Juste cette semaine Unicredit fait appel à la Cour de l'Union européenne sur les demandes de la BCE concernant son exposition à la Russie, demandant des éclaircissements sur la manière de procéder dans un cadre législatif et réglementaire encore nébuleux. Mais l'institut a également dû faire face aux tribunaux de Londres et de San Pietrobunrgo, confirmant ainsi les risques soulignés par Morningstar Dbrs.

"Depuis le début de la guerre, l'exposition transfrontalière d'UniCredit a diminué de plus de 90% et devrait tomber à zéro à moyen terme", souligne l'agence. "L'exposition locale (prêts à la clientèle russe) a également diminué de 76% depuis fin 2021, pour atteindre 2,9 milliards d'euros à fin mars 2024."

Malgré les efforts de réduction des effectifs, l'agence note toujours que le bénéfices de la succursale russe sont augmenté en 2023 grâce à taux d'intérêt élevés et la réduction des provisions pour pertes sur prêts. En 2023, elle a enregistré un bénéfice avant impôts de 886 millions d'euros, contre une perte avant impôts de 273 millions d'euros en 2022. « Nous estimons cependant que la contribution au résultat de la filiale russe rester modéré, égal à 7,7 % en 2023 (7,4 % au premier trimestre 1) », précise l’agence.

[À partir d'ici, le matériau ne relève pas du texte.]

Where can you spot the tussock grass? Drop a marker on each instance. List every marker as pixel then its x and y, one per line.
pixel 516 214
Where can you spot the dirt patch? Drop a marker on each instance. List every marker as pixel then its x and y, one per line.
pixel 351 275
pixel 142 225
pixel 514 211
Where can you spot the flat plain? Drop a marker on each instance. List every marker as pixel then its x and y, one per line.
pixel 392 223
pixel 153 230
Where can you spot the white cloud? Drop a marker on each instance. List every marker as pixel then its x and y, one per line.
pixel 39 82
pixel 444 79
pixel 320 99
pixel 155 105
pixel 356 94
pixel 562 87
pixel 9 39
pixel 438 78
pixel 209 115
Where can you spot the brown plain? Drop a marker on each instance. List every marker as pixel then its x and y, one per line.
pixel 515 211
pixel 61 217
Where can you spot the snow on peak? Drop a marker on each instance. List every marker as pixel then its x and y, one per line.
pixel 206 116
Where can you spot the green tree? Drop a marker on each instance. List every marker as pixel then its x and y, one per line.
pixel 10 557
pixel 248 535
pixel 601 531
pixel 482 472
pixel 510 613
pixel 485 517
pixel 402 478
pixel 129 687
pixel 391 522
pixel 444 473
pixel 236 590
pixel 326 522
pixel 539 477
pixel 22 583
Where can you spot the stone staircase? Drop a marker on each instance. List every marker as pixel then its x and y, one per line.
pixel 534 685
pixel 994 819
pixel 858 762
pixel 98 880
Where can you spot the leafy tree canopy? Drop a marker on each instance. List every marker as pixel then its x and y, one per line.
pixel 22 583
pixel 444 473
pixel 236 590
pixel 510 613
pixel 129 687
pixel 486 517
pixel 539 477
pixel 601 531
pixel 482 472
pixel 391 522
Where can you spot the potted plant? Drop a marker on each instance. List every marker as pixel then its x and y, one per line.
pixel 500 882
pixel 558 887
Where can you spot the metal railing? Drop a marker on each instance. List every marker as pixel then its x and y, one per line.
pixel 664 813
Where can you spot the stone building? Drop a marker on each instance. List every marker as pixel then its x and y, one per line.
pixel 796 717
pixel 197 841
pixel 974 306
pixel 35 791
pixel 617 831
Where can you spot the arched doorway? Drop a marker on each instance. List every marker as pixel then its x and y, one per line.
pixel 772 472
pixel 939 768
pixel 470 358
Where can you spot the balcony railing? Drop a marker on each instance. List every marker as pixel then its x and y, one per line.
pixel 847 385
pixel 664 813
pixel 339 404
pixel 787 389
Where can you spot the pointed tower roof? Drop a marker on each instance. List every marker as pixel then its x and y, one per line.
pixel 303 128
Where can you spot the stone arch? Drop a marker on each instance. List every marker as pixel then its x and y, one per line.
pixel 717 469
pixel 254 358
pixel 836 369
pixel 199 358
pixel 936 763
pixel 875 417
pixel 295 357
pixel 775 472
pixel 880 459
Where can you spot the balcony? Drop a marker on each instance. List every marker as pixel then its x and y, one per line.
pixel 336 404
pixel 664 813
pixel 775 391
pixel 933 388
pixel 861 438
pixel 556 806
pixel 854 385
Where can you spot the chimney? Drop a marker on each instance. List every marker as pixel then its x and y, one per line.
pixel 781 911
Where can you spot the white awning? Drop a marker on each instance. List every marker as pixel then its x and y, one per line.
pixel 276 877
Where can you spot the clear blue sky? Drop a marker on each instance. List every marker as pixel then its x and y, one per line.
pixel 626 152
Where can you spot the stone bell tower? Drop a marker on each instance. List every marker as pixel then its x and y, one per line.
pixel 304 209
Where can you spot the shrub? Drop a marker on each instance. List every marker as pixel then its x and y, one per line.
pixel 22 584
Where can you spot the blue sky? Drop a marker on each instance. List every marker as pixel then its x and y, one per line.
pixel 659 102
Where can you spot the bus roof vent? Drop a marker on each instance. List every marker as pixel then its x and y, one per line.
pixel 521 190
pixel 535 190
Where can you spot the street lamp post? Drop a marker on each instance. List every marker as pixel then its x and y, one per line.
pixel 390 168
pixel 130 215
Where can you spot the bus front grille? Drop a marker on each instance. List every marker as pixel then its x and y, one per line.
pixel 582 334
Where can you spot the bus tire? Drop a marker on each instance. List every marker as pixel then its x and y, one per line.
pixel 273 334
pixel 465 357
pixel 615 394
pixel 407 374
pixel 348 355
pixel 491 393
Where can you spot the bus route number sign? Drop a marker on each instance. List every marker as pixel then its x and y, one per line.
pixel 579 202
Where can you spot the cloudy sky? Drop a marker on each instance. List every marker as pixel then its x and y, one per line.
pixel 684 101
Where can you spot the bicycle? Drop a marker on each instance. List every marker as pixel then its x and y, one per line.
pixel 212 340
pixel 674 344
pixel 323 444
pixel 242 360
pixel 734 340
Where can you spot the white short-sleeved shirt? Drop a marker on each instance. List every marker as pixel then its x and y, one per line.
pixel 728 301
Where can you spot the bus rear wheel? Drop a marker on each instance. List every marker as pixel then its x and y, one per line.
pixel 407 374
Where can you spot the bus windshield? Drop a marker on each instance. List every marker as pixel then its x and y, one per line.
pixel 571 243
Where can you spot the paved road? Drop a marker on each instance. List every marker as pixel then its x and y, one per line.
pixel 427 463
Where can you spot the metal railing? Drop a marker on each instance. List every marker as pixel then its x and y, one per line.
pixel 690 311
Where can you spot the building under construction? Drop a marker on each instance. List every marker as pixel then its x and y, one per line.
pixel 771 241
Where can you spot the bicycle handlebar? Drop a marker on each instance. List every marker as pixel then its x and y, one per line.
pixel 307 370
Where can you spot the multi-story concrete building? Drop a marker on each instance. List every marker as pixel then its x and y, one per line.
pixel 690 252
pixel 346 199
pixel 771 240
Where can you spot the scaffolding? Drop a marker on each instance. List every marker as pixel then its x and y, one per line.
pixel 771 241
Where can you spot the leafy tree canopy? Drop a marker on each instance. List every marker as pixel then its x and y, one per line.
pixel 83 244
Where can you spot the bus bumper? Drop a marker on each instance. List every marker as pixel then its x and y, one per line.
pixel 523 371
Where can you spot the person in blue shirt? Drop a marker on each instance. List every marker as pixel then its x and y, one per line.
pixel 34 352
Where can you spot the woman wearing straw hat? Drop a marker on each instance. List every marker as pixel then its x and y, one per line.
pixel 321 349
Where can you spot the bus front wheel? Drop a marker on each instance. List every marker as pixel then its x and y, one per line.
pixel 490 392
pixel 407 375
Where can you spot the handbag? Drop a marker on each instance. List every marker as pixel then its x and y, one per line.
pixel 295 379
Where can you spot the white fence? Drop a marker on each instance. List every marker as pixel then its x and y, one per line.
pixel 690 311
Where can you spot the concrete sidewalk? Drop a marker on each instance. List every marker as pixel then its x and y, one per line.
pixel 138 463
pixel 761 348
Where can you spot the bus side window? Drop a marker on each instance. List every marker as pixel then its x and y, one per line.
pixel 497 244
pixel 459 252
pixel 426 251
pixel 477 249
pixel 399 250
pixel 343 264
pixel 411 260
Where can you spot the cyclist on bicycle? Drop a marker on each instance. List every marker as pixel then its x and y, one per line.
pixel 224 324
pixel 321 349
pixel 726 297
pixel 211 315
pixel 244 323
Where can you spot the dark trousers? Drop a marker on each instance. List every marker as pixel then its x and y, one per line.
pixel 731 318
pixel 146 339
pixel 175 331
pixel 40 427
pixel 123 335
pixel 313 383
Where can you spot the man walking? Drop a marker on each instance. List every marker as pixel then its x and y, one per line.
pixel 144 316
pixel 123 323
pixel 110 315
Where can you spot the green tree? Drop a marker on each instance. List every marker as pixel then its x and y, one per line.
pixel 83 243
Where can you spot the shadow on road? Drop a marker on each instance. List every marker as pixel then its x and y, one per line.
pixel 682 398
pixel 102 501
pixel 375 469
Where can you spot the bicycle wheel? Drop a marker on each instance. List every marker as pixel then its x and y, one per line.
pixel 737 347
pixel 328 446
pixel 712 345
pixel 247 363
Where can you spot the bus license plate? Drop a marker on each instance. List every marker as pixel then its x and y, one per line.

Le 2024 mai dernier, lors de la présentation des comptes du premier trimestre, Andrea Orcel, PDG de l'institut Piazza Gae Aulenti, a souligné que l'exposition transfrontalière d'UniCredit à la Russie a diminué de 7% en deux ans et la présence locale de 91% et que la stratégie est de continuer à le réduire de manière ordonnée et accélérée », a-t-il expliqué. De cette manière, « les expositions transfrontalières seront éliminées au cours des 67 à 12 prochains mois et la banque locale sera considérablement plus petite », a-t-il déclaré.